This is a follow up from my most recent blog titled . Mr. England, a frequent contributor to Wentzville Patch, asked a number a questions that I felt required answers far more in-depth than could be answered in the reply section.
Mr. England asked, “What if you don't carry health insurance? Where do you go then?”
The health care term for someone without insurance is “self pay.” I will be using that term throughout this blog. We hear a lot about health care in the U.S. some good but mostly it's bad. For those of us with health insurance some of the “where to go” questions are answered for us by the insurance company. But what if you are a self pay? The answer to that question is...shop around. Ask friends where they go. Use the Internet for it's vast array of information. Make decisions on where you want to go for minor illness and injuries as well as major problems. This will help you make fast, informed decisions when the time comes and your too sick or injured to take the time to research.
Preventative medicine is always the best way to go. That means you should establish a relationship with a primary care physician or family practitioner. These doctors will get to know you on a personal level. As a self pay patient you have to do some detective work to find the most cost effective health care for your situation. I did some calling and found that a recent doctors office visit I had would have cost me $132 dollars if I did not have insurance. This was a basic visit, no labs or medications.
This led to me wondering how expensive the other health care options are. I called two local hospitals and asked what it would cost if I were a self pay and came into the emergency department. I was told that the facility fee was $600 plus the doctors fee of around $350, which would be sent to you separate from the hospital bill. I was told that there is no required amount that you have to put down at the time of service. They will ask for something, whatever you can afford. After treatment you will be billed for the services. The hospital has charity programs and payment plans to help with the cost of your treatment.

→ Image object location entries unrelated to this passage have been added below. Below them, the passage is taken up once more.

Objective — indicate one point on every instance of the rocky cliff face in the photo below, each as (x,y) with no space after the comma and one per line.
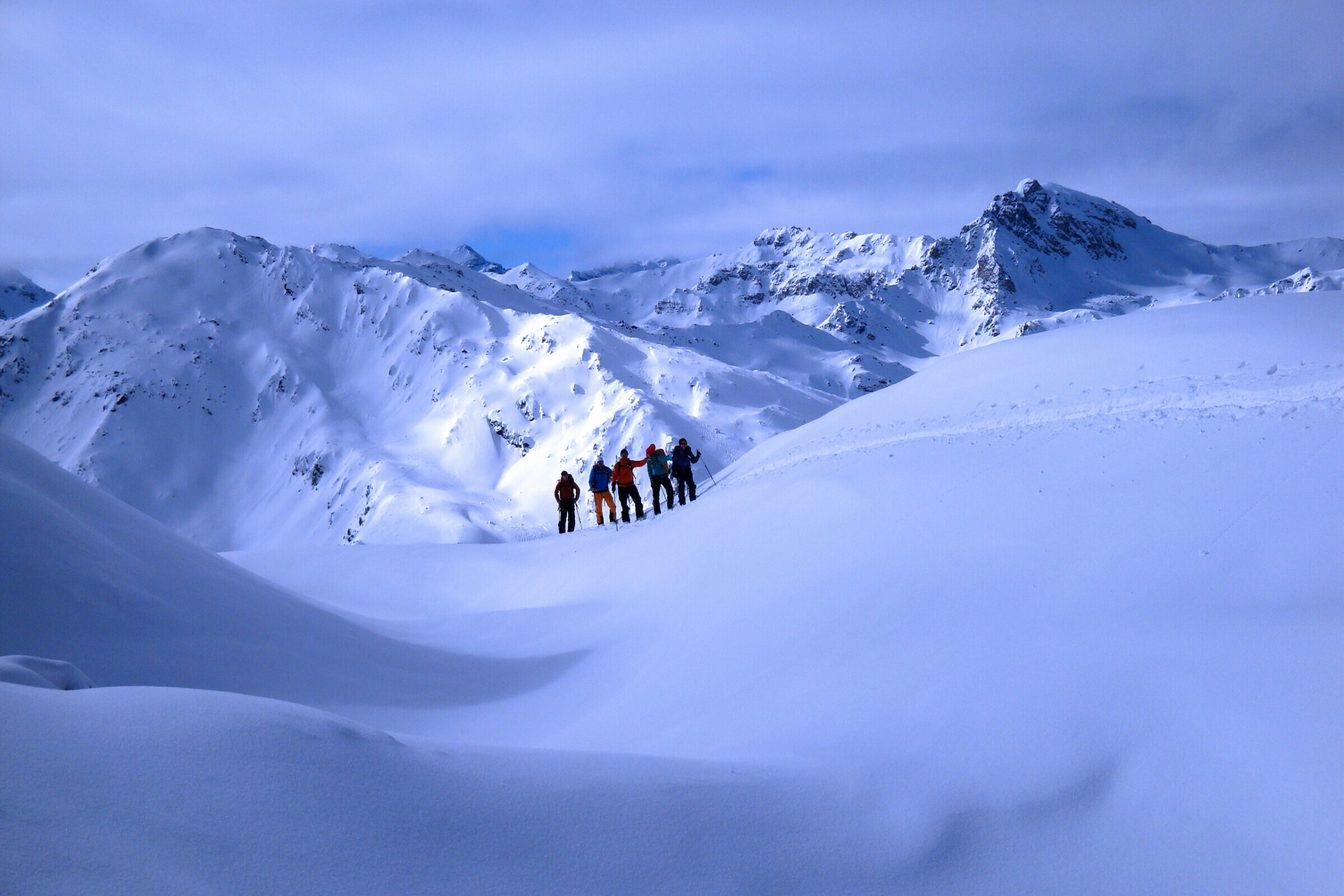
(249,394)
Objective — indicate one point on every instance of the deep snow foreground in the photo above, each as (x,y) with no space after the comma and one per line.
(252,395)
(1055,615)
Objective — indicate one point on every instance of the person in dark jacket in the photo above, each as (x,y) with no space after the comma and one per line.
(682,470)
(658,469)
(566,494)
(600,484)
(625,489)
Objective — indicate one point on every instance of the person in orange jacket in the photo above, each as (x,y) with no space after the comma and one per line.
(625,489)
(566,494)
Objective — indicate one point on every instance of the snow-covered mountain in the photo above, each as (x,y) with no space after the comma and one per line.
(1036,257)
(248,394)
(19,295)
(1057,615)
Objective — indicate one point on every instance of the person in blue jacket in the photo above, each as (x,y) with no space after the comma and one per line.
(600,483)
(658,469)
(682,472)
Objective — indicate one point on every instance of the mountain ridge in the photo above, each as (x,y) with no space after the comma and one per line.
(249,394)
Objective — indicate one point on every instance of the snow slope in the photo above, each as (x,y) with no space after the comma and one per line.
(1054,615)
(252,395)
(1038,255)
(19,295)
(88,580)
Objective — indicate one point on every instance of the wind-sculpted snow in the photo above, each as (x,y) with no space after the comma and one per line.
(253,395)
(93,582)
(1055,615)
(1035,254)
(19,295)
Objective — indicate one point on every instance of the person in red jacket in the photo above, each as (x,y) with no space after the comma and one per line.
(625,489)
(566,494)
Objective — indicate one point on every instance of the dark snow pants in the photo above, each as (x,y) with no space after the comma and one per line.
(661,483)
(625,493)
(685,479)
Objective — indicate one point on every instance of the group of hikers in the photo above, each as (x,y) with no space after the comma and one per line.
(661,468)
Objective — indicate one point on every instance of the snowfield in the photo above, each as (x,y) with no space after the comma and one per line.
(250,395)
(1059,614)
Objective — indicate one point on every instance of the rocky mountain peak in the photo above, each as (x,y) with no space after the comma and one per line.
(19,295)
(468,257)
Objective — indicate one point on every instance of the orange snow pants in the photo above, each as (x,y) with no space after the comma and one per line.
(598,497)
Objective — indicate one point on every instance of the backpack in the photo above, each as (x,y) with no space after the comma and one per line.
(658,464)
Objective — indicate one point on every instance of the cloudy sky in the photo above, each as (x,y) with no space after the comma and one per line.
(581,133)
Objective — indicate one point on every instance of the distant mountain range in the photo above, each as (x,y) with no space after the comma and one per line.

Urgent Care centers are all different, some are owned by hospital systems and thus charge similarly to their E.D. A call to a local hospital-owned urgent care revealed a request for $50 at the time of treatment and all other charges would be billed. The person who answered the phone did not know the exact amount but estimated around $400 for the facility fee.
Our Urgent Care is a privately owned chain of urgent cares. A self pay individual will be asked to make a down-payment of $105 for the visit. All other charges such as medication administration, x-rays and lab work will be billed at a later date.
So, to answer your question, Mr. England, if you have a slight cough or other minor illness a visit to your private physician may be best so he can follow your progress and adjust the treatment accordingly. But if you don't want to wait a week or so to get an appointment, an urgent care is your next best option. Save the emergency room visit for true life threatening emergencies like chest pain or difficulty breathing.
The next question you raised was, “Do you make an appointment with a physician for a yearly check up or wait until something is a problem to the extent that you need an emergency room for a remedy?”
Unfortunately, we see far too many people at the urgent care and in the emergency rooms who have put off treating an illness or injury because they did not have enough money to get it treated in the early stages. The best answer is to get treatment as soon as possible. Many people without insurance do not have a family doctor. The emergency room becomes their doctor of choice. The main reason for this is they will not be turned away. All treatment will be billed. Since most people do not shop for the most cost effective treatment plan, they end up in debt. This is unfortunate because credit ratings are destroyed over mounds of hospital bills. People cannot buy cars, rent an apartment or purchase a home because of an illness that went too long and was treated at an emergency department for well over $1,000.
For those self-pay people in their 20s and 30s a yearly check up can be put aside due to relatively good health. But as we age and hit our 40s and 50s, yearly exams become more important. Cancer screenings like mammograms and colonoscopys are put off by the uninsured due to cost. What they don't know is that there may be charity organizations that can offset some of the expense. I contacted the American Cancer Society and found out that Mercy and St. Mary's offer reduced cost mammograms for those in need. I mention this because with a little research one can find help. These services can save thousands of dollars and it's unknown how many lives it may save.
The final question from Mr. England is this: “The ER cannot turn you away because you don't have insurance...a physician's office can. What about urgent care? Can they turn you away if you don't have insurance?
You're correct, the E.R. cannot turn you away and neither can an urgent care owned by a hospital. The doctor's office can turn you away because this is his private business and the same goes for privately owned urgent care facilities. The reality, though, is if someone walks, crawls or is carried into Our Urgent Care with a true life threatening emergency, we will treat them and arrange for transport by ambulance to the closest Emergency Department for definitive care.
I hope this answers your questions. It is my desire, with this blog, to educate our community about health issues. This has sparked my interest into the availability of charities in the St. Louis/St. Charles area that can help those in need with hospital expenses and cancer screening. Maybe future blogs will deal with this subject.